O trabalho investigativo rendeu uma homenagem à equipe da GCCO pelo Comitê de Combate a Produtos Ilegais da Crop Life Brasil, associação que reúne empresas, especialistas e instituições que atuam na pesquisa e desenvolvimento de tecnologias em para a produção agrícola sustentável em mudas e sementes, biotecnologia, defensivos químicos e produtos biológicos.

Incineração

Em torno de 100 toneladas de defensivos de uso proibidos no Brasil, apreendidos no estado de Mato Grosso pelas polícias e demais órgãos fiscalizadores do estado, foram incinerados em Cuiabá. Foi a maior ação de inutilização já realizada no estado. São produtos que já passaram por laudos e foram destinados para a destruição, após constatação de ilegalidade.
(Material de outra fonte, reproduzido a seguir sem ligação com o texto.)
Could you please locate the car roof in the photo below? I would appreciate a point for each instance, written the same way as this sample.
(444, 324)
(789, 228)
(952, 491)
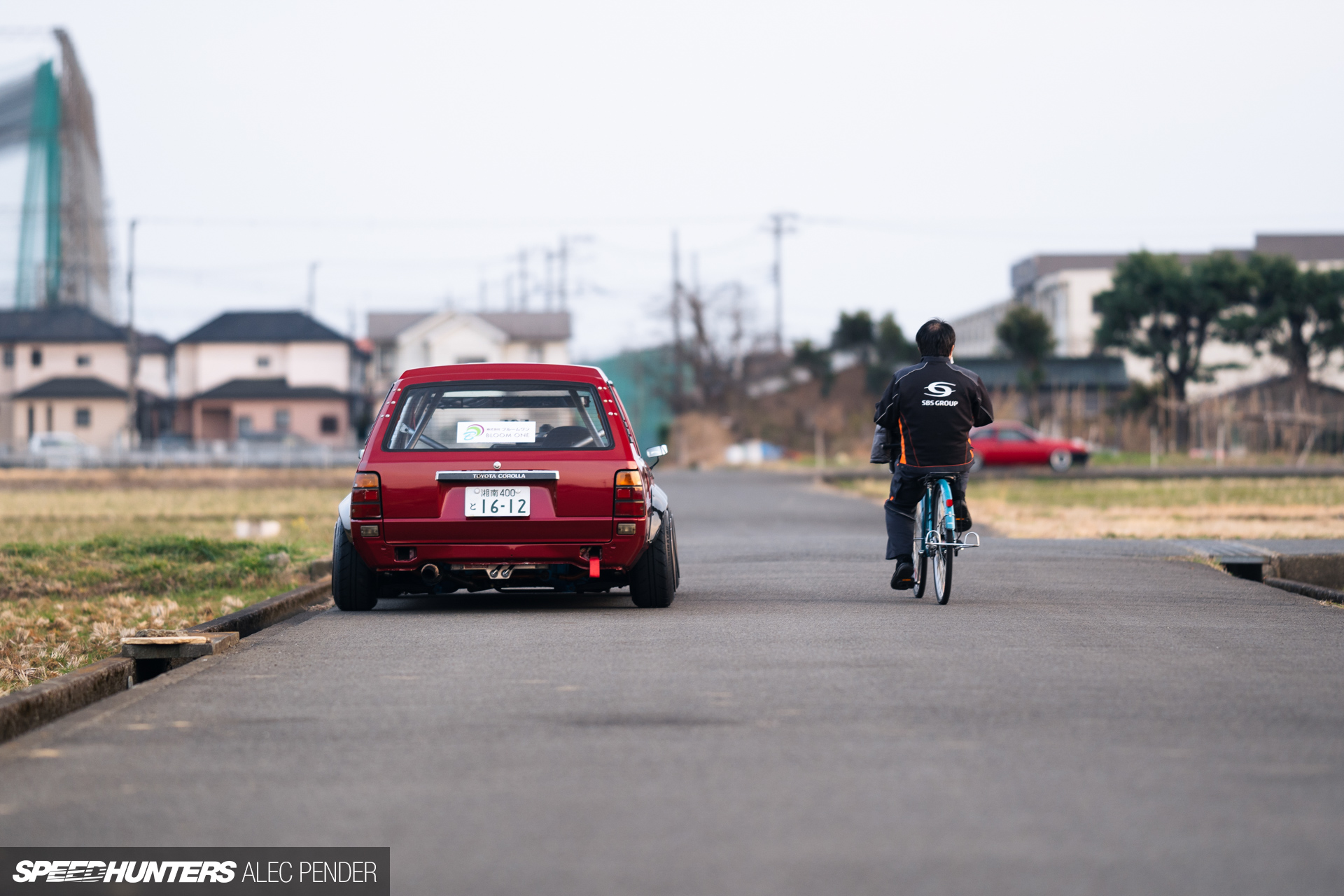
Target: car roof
(518, 371)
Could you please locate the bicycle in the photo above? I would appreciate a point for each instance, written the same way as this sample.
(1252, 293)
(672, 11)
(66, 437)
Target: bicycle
(937, 540)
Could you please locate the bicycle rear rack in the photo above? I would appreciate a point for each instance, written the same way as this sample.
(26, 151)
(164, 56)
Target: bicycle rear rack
(958, 546)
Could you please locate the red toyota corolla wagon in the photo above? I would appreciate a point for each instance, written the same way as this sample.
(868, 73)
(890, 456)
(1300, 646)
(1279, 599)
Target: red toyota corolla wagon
(505, 477)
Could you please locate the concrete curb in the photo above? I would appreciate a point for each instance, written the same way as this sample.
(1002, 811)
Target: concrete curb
(1306, 590)
(46, 701)
(1110, 473)
(268, 613)
(35, 706)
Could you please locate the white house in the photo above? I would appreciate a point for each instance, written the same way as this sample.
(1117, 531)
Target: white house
(268, 375)
(66, 370)
(1062, 288)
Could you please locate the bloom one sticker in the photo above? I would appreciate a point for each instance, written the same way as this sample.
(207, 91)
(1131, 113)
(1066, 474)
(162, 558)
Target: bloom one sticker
(498, 431)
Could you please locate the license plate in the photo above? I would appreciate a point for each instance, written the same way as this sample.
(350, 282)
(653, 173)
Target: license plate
(508, 500)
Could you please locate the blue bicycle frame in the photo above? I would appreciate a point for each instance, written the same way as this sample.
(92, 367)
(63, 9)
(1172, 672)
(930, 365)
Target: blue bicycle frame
(944, 491)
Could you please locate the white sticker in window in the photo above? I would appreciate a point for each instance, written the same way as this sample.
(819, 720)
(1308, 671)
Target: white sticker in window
(498, 431)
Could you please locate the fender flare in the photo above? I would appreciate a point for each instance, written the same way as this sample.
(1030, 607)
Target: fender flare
(343, 512)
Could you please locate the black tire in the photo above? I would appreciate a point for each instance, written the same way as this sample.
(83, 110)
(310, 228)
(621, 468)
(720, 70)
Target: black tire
(942, 558)
(654, 577)
(354, 586)
(921, 558)
(944, 582)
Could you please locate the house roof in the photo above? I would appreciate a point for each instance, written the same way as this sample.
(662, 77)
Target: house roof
(73, 387)
(522, 327)
(270, 388)
(264, 327)
(384, 327)
(61, 324)
(151, 344)
(1060, 372)
(531, 327)
(1032, 269)
(1304, 248)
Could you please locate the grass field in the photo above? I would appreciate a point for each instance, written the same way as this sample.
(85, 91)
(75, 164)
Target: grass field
(1265, 508)
(88, 556)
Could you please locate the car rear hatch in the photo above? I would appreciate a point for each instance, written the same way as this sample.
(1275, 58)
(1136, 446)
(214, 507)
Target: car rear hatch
(500, 463)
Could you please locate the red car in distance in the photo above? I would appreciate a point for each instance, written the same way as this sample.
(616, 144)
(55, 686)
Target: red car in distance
(1008, 442)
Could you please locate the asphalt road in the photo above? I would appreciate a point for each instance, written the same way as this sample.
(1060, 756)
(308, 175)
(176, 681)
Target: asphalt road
(1084, 718)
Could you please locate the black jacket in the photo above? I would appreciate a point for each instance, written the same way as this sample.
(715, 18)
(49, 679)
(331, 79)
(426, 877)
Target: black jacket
(929, 410)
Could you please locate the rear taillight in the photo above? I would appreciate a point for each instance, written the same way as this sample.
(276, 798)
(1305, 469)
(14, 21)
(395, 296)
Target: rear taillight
(629, 493)
(366, 498)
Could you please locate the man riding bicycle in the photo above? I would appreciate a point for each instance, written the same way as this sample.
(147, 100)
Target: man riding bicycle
(924, 428)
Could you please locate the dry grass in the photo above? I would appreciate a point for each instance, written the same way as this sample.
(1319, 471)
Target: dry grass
(1288, 508)
(90, 555)
(76, 505)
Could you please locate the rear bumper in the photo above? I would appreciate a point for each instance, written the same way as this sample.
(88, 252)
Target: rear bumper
(382, 556)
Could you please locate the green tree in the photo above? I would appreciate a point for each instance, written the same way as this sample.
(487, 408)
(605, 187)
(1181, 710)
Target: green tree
(855, 333)
(1158, 308)
(892, 351)
(816, 362)
(1291, 314)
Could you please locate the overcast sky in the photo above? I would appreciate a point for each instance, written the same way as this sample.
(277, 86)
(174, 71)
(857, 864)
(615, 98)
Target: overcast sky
(412, 149)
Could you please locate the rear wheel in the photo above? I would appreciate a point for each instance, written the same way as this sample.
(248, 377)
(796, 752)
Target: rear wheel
(654, 577)
(921, 556)
(354, 586)
(942, 559)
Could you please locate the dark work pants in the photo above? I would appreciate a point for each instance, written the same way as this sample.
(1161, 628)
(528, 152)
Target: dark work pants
(901, 508)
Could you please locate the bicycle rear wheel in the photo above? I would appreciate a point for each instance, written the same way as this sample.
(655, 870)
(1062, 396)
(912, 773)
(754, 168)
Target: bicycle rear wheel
(942, 559)
(921, 554)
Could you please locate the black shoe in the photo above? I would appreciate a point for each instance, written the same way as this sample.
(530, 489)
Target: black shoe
(962, 514)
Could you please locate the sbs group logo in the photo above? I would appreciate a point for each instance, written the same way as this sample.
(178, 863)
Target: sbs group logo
(940, 391)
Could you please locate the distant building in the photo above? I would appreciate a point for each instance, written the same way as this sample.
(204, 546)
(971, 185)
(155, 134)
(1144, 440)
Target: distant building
(1062, 288)
(269, 377)
(406, 340)
(66, 370)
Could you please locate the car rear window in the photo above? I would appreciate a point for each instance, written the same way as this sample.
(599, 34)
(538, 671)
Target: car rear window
(499, 415)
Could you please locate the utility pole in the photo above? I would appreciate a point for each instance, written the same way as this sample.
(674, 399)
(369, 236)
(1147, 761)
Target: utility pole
(522, 280)
(312, 289)
(550, 279)
(676, 321)
(132, 343)
(781, 225)
(562, 261)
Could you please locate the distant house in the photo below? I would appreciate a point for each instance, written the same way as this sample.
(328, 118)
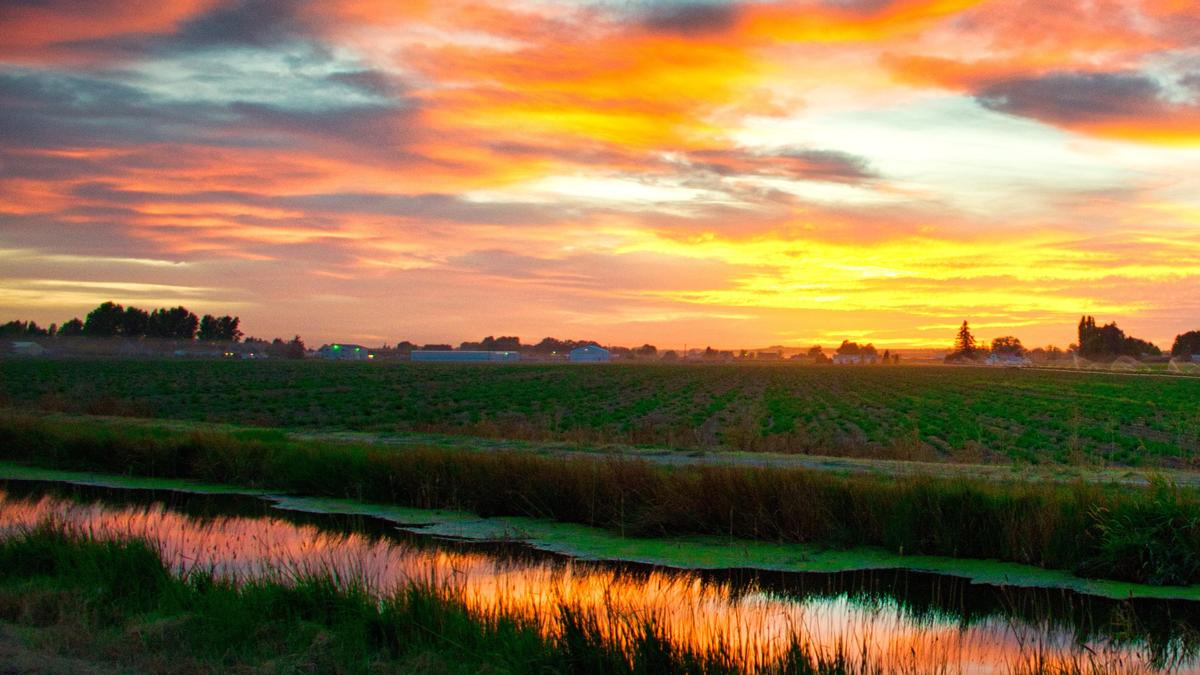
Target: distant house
(591, 353)
(451, 356)
(1007, 359)
(340, 352)
(28, 350)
“O processo de inutilização do produto é realizado por empresas especializadas, em câmaras especiais, com temperaturas superiores a 800ºC, que controlam emissões atmosféricas e evitam contaminação do ar, solo e de mananciais. Essa iniciativa de incineração foi importante já que as unidades policiais não possuem local adequado para o armazenamento deste material, evitando danos ambientais e à saúde humana”, explicou o delegado da GCCO, Vitor Hugo Bruzulato.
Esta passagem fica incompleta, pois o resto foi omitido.